When Raj Thackeray and his hotheads in Mumbai started attacking those they considered outsiders, there was justified outrage because Indians have the right in general to move freely, and don’t require permits to live or work in other parts of the country. The bullying in Haryana is, however, state-sanctioned, and it will have long-term consequences: The evicted may not return, particularly if they find opportunities elsewhere, and that can have crippling consequences for Gurgaon’s economy.
The move in Haryana is also unconstitutional. A poor villager from Bihar has the right to move to Gurgaon—as indeed Balram Halwai does in Aravind Adiga’s novel, The White Tiger (2008). Poverty drives the rural poor into the cities, but once there, the migrants show their determination to improve their lives. Sending them back to the dust bowl is inhuman.
The officials claim that they are removing the people without proper papers. This is straight out of an authoritarian society where the individual is subservient to the state and must prove his identity. It helps segregate people. In South Africa during the apartheid, the Group Areas Act forced non-whites to live in specific areas, and to enforce it, there was the Pass Law, which forced blacks to carry at all times a passbook that they called dompas (for dumb pass). China’s hukou system treats rural migrants in cities as second-class citizens, denying them equal opportunities in jobs and housing.

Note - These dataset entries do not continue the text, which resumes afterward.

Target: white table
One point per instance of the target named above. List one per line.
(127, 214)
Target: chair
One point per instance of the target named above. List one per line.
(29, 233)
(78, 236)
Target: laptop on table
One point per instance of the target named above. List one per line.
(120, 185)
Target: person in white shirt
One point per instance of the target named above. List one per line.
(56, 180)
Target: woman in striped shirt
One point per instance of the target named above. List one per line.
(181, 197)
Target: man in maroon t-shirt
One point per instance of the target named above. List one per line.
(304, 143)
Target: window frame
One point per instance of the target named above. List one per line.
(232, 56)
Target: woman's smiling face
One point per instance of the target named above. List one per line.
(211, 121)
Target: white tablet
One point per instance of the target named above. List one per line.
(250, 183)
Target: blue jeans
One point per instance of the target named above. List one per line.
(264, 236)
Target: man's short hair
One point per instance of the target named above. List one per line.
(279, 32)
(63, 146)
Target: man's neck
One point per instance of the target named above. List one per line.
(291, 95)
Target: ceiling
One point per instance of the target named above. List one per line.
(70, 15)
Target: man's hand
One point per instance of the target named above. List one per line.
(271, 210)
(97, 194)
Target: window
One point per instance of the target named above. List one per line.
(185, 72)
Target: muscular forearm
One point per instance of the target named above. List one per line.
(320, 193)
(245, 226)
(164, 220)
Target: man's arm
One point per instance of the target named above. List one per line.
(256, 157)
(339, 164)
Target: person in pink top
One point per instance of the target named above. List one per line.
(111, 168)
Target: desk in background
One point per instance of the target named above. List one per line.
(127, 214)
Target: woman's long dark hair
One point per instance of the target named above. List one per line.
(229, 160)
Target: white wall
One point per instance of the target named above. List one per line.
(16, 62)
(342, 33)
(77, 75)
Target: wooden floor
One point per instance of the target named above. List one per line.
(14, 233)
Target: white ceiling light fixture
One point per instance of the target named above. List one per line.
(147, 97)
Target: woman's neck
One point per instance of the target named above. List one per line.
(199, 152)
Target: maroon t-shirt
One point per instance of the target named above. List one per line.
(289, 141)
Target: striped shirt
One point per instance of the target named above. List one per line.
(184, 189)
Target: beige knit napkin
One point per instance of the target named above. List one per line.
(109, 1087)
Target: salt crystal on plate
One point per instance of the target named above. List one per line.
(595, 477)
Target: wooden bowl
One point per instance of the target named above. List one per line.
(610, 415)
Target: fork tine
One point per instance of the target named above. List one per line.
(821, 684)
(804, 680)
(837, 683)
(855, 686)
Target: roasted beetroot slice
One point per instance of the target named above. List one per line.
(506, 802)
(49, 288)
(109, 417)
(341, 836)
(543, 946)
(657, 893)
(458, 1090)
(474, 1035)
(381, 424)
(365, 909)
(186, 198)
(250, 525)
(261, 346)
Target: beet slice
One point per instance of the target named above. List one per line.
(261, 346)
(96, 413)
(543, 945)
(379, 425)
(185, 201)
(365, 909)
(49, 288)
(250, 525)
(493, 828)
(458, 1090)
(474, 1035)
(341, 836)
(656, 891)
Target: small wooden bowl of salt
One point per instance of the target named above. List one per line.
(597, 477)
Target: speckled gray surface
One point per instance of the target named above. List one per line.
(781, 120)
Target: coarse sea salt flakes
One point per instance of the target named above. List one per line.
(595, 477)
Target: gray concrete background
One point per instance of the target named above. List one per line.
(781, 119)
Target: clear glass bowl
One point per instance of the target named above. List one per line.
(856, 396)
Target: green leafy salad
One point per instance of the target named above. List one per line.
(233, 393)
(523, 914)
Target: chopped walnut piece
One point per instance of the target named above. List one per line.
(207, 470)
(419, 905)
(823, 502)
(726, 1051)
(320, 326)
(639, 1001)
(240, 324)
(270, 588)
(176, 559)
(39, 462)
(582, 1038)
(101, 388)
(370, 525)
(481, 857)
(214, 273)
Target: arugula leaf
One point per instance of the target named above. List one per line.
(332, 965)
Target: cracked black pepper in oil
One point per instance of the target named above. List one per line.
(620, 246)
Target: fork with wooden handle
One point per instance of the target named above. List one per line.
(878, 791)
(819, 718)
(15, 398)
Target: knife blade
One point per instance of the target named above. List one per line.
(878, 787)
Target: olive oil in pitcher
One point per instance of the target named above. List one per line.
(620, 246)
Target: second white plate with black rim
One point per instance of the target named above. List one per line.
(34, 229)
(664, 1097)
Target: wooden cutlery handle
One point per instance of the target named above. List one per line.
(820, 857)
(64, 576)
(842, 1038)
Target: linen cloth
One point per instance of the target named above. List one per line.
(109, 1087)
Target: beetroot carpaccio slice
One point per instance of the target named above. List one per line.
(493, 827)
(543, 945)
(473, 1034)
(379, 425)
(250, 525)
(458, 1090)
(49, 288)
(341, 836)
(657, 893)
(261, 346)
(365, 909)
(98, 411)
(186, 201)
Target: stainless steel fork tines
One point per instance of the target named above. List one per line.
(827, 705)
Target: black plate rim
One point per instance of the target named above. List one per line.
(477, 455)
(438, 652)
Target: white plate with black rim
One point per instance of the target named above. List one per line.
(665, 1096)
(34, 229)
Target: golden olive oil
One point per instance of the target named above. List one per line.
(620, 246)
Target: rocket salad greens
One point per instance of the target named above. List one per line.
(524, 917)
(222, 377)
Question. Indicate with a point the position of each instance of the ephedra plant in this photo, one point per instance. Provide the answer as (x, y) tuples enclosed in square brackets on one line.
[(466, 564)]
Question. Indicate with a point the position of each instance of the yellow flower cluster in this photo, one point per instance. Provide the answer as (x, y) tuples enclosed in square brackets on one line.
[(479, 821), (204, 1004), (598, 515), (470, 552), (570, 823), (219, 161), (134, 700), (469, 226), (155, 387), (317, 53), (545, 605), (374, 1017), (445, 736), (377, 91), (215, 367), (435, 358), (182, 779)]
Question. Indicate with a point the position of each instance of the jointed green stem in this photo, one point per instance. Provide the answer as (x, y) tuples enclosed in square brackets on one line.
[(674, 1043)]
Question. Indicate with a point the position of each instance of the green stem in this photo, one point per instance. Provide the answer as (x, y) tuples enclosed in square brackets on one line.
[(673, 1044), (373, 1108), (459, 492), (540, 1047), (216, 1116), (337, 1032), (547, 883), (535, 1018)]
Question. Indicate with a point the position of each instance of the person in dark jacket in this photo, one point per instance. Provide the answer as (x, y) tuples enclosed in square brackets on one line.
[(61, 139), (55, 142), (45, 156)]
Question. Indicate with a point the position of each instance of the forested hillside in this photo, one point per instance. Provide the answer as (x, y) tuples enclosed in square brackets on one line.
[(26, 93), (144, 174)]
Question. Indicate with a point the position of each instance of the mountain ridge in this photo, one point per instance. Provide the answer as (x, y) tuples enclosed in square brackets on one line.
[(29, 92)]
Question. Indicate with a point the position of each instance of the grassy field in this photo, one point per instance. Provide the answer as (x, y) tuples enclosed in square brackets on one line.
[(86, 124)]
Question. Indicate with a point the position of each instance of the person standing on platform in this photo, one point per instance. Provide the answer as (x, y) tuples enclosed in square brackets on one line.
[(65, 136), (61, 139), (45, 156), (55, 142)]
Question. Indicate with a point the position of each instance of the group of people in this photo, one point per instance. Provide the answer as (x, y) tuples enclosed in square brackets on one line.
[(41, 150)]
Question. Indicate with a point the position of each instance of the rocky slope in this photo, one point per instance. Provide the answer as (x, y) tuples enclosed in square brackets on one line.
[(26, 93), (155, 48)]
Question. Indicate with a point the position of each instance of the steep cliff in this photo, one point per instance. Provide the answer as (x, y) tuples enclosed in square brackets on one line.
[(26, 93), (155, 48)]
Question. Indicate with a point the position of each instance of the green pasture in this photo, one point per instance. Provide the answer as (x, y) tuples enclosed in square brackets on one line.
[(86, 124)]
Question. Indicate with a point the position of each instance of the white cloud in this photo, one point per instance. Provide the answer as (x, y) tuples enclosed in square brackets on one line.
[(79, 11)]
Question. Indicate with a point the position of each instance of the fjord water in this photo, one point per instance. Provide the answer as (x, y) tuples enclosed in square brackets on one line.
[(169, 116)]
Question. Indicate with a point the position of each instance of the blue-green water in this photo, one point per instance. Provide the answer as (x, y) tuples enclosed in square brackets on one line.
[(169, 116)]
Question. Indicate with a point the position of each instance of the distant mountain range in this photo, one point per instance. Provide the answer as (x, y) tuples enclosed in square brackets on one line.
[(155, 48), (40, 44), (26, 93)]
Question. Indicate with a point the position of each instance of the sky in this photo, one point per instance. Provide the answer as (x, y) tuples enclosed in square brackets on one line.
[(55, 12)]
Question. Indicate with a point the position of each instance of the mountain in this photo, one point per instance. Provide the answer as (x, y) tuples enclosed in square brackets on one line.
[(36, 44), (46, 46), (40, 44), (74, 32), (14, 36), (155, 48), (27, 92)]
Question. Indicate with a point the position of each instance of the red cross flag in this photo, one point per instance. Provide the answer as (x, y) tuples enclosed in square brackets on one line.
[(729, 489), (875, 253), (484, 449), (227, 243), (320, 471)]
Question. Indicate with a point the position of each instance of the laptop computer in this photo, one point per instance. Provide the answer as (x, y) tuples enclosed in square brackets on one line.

India is, of course, not there yet, but it has carried out mass evictions, and officials know how to destroy residents’ records to make removals easier. The Unique Identification Authority of India won’t fix the problem, because decisions would remain in the hands of a lathi-wielding cop. If the authorities haven’t registered a person’s new address or refuse to do so, the all-important number would be worthless. As the Delhi-based human rights lawyer Usha Ramanathan explains, how long a person has stayed at a place will determine certain rights. If the authorities don’t register the changed address, then, as has been the case with voter identity cards, people’s rights can get denied. They will lose rights, too, if their previous address was demolished as being illegal. “This is what we understand as double jeopardy, and sociologists call exclusion, and it is beyond the law," she says.
Indian courts have ruled for the poor—the Olga Tellis case of 1985 prevented the state from evicting even illegal slum dwellers without due process. More recently, in the Sudama Singh case, the court upheld the rights of slum dwellers to humane relocation where their lands were being acquired for public purposes.
Yet, impunity prevails. London-based journalist Amelia Gentleman, who reported out of India for several years, had interviewed some of the 5,000 people whose homes were destroyed to make way for the athletes’ village. She noted in The Guardian: “Few had enough money to rebuild their homes. The poorest were living beneath plastic sheets, draped, at shoulder height, over a framework of wooden sticks." The new site lacked water supply or transport to take them back to their jobs in Delhi. “There was a particularly depressing absurdity in the amount of misery triggered during the planning of the athletes’ village—a construction that would only be operational for a short period," she writes.
What’s supposed to distinguish India from China is not the economic growth rate, but how the system treats its people. In India, the individual, not the state, is supposed to be at the centre; instead, the state is increasingly towering over the powerless.